Regulatory complexity is another major challenge. As Revolut expands into new markets and product categories, it faces a patchwork of compliance requirements. Rapid innovation must be reconciled with the need for robust risk controls—a balancing act that has tripped up other fintechs in the past. The New Bets division works closely with Revolut’s legal and compliance teams to ensure that new initiatives are built with regulatory requirements in mind from day one.
Non-Obvious Implications: Ecosystem Shifts and Second-Order Effects
Revolut’s New Bets division may also have ripple effects beyond the company itself. By formalizing a structure for continuous innovation, Revolut is effectively creating a template that other fintechs—and even traditional banks—may seek to emulate. This could accelerate the pace of product development across the sector, raising consumer expectations and putting additional pressure on slower-moving incumbents.
There is also a potential downside: as more fintechs adopt similar models, the market could see an increase in failed experiments and product churn, potentially eroding consumer trust if not managed transparently. For Revolut, the challenge will be to ensure that its culture of agility does not come at the expense of reliability or brand reputation.
Strategic Outlook: What Happens Next?
Looking ahead, the success of Revolut’s New Bets division will hinge on its ability to deliver not just novel products, but scalable, sustainable businesses. The division’s performance will be closely watched by investors, regulators, and competitors alike as a bellwether for the next phase of fintech evolution.
One non-obvious implication is that as New Bets matures, it could serve as an internal incubator for future spin-outs or acquisitions, further blurring the line between fintech platform and venture studio.
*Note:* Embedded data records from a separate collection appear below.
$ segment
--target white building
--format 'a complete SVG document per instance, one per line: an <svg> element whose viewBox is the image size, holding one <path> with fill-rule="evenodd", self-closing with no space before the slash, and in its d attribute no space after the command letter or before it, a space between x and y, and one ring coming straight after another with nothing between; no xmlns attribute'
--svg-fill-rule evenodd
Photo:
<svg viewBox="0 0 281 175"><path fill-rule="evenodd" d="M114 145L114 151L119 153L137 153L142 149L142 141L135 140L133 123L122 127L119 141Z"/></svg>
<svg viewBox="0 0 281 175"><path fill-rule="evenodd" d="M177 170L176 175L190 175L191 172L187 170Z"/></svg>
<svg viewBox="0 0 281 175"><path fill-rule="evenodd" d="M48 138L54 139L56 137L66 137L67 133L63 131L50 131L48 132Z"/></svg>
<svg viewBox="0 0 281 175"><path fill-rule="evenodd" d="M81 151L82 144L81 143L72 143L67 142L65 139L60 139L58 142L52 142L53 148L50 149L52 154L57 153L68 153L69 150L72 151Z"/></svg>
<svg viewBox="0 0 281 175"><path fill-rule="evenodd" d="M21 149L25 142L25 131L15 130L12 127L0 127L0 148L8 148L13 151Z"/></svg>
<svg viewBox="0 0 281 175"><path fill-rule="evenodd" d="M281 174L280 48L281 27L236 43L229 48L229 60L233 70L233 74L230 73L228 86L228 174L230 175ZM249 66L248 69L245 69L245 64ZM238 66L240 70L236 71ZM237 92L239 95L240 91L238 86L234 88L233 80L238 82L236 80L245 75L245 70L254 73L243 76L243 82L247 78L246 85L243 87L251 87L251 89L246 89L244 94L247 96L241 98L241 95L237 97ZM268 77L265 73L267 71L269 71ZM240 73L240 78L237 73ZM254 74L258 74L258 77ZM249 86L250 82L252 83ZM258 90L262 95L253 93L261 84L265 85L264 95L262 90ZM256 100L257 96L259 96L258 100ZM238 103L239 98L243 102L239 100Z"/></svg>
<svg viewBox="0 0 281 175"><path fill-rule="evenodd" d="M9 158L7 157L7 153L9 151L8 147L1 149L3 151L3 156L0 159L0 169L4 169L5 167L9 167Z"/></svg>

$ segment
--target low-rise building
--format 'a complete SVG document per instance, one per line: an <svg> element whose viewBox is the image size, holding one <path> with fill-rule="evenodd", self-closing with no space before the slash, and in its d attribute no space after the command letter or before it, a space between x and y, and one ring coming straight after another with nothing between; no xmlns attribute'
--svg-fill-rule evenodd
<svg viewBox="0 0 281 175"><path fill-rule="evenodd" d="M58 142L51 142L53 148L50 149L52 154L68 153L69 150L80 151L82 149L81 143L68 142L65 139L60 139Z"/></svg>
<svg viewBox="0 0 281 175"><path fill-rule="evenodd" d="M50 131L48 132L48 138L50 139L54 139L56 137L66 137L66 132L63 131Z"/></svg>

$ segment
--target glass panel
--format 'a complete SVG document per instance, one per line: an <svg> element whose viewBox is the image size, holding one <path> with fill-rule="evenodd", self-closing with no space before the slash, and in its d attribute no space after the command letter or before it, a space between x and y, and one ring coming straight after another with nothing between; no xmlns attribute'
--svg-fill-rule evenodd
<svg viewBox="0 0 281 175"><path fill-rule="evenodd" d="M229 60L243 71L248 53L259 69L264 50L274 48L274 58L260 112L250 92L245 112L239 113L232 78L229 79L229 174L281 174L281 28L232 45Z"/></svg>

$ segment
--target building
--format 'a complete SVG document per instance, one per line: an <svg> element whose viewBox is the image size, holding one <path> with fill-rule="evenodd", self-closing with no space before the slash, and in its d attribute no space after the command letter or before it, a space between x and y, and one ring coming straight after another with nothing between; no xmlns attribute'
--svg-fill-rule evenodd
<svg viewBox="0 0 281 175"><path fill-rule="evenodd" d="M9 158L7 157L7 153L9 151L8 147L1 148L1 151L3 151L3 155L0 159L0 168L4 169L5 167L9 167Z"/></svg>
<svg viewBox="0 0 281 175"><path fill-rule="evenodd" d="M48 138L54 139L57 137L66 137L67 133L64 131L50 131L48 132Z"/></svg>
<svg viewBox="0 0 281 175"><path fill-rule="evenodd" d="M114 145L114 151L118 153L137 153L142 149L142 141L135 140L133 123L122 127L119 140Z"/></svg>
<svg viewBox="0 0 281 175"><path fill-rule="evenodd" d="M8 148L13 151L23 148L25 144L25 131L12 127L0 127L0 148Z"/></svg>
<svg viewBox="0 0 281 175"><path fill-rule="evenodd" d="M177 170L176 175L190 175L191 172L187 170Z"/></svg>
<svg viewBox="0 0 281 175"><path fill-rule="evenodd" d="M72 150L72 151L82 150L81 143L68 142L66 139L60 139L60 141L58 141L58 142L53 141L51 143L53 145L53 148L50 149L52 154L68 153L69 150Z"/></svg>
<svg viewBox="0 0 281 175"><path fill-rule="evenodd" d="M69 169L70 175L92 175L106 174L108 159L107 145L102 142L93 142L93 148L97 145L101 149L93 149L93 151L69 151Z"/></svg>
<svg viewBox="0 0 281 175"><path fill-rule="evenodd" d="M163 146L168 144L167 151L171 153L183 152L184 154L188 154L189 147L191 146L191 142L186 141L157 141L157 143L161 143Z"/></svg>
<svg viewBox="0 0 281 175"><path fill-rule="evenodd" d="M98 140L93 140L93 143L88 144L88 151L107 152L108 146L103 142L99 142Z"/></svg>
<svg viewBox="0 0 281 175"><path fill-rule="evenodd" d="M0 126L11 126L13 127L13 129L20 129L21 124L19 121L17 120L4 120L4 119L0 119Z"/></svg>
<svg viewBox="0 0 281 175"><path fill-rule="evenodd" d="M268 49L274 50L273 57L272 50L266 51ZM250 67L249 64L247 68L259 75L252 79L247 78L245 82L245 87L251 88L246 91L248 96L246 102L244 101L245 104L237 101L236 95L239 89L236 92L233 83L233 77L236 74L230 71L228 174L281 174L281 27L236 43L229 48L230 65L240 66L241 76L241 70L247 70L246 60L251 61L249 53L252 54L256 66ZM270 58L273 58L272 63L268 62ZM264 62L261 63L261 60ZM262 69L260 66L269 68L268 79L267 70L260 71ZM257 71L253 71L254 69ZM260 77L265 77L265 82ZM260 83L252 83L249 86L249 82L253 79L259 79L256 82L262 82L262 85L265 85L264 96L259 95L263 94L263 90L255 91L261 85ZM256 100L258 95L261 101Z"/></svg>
If successful, this approach could position Revolut not just as a bank, but as a diversified financial services ecosystem—a model with far-reaching implications for how financial innovation is organized and scaled.
In summary, Revolut’s New Bets division represents a bold bet on the power of institutionalized agility. By embedding startup DNA into its organizational structure, Revolut is not only future-proofing its own business, but potentially reshaping the competitive dynamics of the entire fintech sector. As the division’s experiments play out, the industry will be watching closely—not just to see what Revolut launches next, but to gauge whether this model of perpetual reinvention is the key to enduring fintech leadership.